Ce sont ceux qui forgeant l'acier homicide
Versèrent les premiers le sang d'un bœuf timide,

Et de sa chair sanglante osèrent se nourrir.

1

C'est ainsi que les tyrans s'essaient aux meurtres. Ceux d'Athènes firent mourir d'abord le plus méchant des sycophantes 1 nommé Epitédius, ensuite un second, puis un troisième. Bientôt les Athéniens, accoutumés à voir verser le sang, souffrirent qu'on fit périr Nicératus, fils de Nicias, le général Théramène et le philosophe Polémarque. De même dans les commencements on mangea un animal sauvage et malfaisant, ensuite un oiseau et un poisson pris dans des filets. Quand une fois on eut goûté la chair des animaux, on en vint insensiblement, par des essais répétés, jusqu'à manger le bœuf qui partage nos travaux, la brebis dont la toison nous couvre, et le coq qui fait sentinelle dans nos maisons.

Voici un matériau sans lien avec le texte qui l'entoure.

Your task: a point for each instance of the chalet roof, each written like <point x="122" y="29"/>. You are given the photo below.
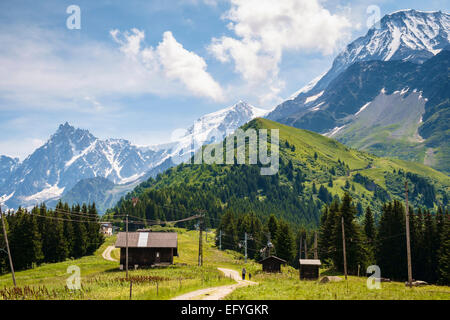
<point x="273" y="258"/>
<point x="310" y="262"/>
<point x="147" y="240"/>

Ainsi cette insatiable cupidité s'étant peu à peu fortifiée, on a été jusqu'à égorger les hommes, à les massacrer et à leur faire des guerres cruelles.

Il faut donc prouver que dans la seconde naissance, les ames vont habiter indifféremment tous les corps, que celle qui animait le corps d'un homme passe dans celui d'une brute, et celle d'une bête féroce dans un animal domestique; que la nature changeant ainsi, et transportant toutes les ames,

Les place tour à tour dans des corps différents.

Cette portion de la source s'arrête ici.